Далее дорога шла на Вену. Домой, в рейх, но домой ли?
В Штутгарте двое молчаливых охранников, сопровождавших Генгенбаха, сдали его на ночь на гауптвахту в городскую комендатуру, а сами начали бесцеремонно интересоваться у жителей местной обстановкой.
Задолго до восхода солнца охранники забрали Генгенбаха с гауптвахты. Когда он очутился на улице незнакомого ему города, ярко светило зимнее солнце. В голове, как ни странно, всё ещё роились мысли о Будапеште, и лишь потом он подумал о гауптвахте, вспомнил, что первым делом его подтяжки и содержимое карманов исчезли в специальном ящике. Остался в памяти ещё и половник чуть тёплого супа-баланды.
На допросе Генгенбаху показали увеличенную групповую фотографию, в центре которой был генерал Круземарк с бокалом вина в руке. Он был единственным, кто не снял фуражки. Слева от генерала улыбающийся Альтдерфер, рядом с ним циник Науман. Ещё левее обер-лейтенант Рудольф и адъютант командира полка капитал фон Грапентин. Лица у двух последних серьёзные. Их уже нет в живых: Рудольфа разорвало бомбой, а Грапен-тина застрелил в Нормандии штурмбанфюрер CС Дернберг.

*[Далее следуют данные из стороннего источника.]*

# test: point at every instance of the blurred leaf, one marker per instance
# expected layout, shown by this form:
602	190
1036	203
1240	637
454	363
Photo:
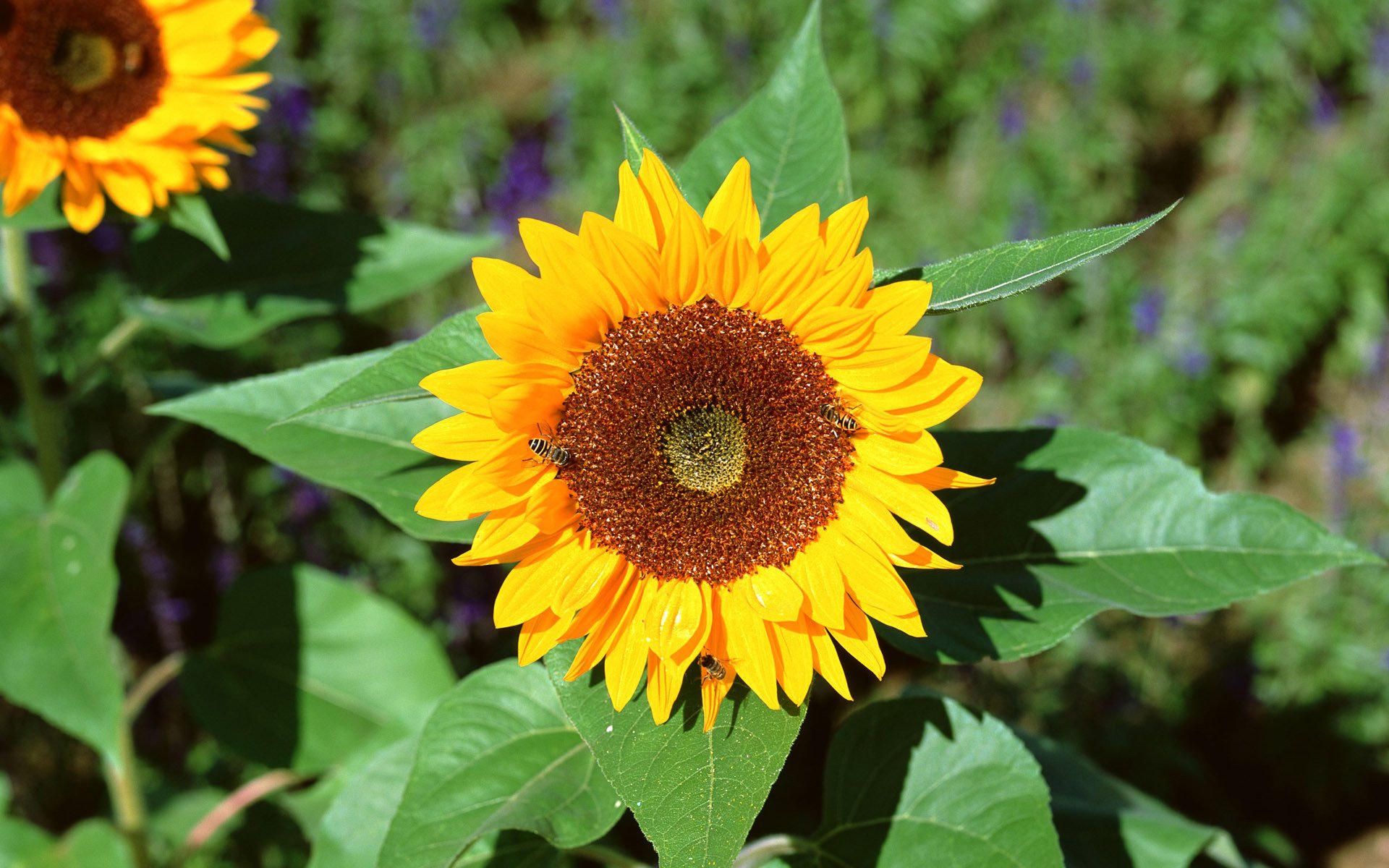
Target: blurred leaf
1082	521
632	140
93	843
353	828
922	775
307	668
457	341
498	753
21	841
1103	821
193	216
365	451
42	214
57	597
694	793
288	263
1006	270
792	132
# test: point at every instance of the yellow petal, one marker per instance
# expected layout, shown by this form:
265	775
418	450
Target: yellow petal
844	229
771	595
824	588
791	643
635	211
749	647
732	210
901	306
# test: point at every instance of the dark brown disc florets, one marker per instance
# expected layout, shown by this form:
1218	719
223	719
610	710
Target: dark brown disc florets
697	443
80	67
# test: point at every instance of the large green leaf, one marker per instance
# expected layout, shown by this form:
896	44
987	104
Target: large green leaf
792	132
286	263
694	793
925	775
354	827
21	841
43	213
498	753
57	597
307	668
1081	521
457	341
365	451
93	843
1105	822
1006	270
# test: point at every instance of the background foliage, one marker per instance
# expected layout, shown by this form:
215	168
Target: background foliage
1246	333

Справа от Круземарка — лейтенант Тиль и Генгенбах. Их головы почти соприкасались. Обер-лейтенант Энзельт сфотографировал их всех в сорок четвёртом году на террасе старинного замка в Южной Франции.
— Эта фотография будет фигурировать в деле как компрометирующий материал, — пояснил председатель трибунала. С усталым лицом адвокат, шея которого болталась в чересчур широком вороте кителя, а ноги — в широченных голенищах сапог, лишь пожал плечами и молча кивнул.
Председатель трибунала твёрдым голосом продолжал:
— Письменные показания двух военнослужащих танковой дивизии СС «Дас рейх» также приобщены к делу. Я позволю себе зачитать их. — И он прочёл: — «Двадцатого августа тысяча девятьсот сорок четвёртого года один артиллерийский офицер, находившийся вместе с другими в фалезском котле, у высоты с отметкой «сто девяносто два», произвёл два выстрела по пехотному офицеру, которого он назвал капитаном Альтдерфером. Обе пули попали в грудь капитану. Преступник был схвачен, отдан под суд военного трибунала и приговорён штандартенфюрером Хельмесбергером к смертной казни, однако приговор приведён в исполнение не был по причине артиллерийского обстрела со стороны противника. Солдаты бросились в укрытие, а штандартенфюрер был убит. Внимательно рассмотрев предложенные мне фото, твёрдо заявляю, что вижу на нём преступника, он стоит слева». Далее, как положено по форме, следуют соответствующие подписи. — Председатель трибунала пошелестел своими многочисленными бумагами и продолжал: — Второе заявление содержит примерно такое же сообщение. Имеет соответствующие подписи, скреплённые печатью танковой дивизии СС «Дас рейх». Приобщаю оба показания к настоящему делу.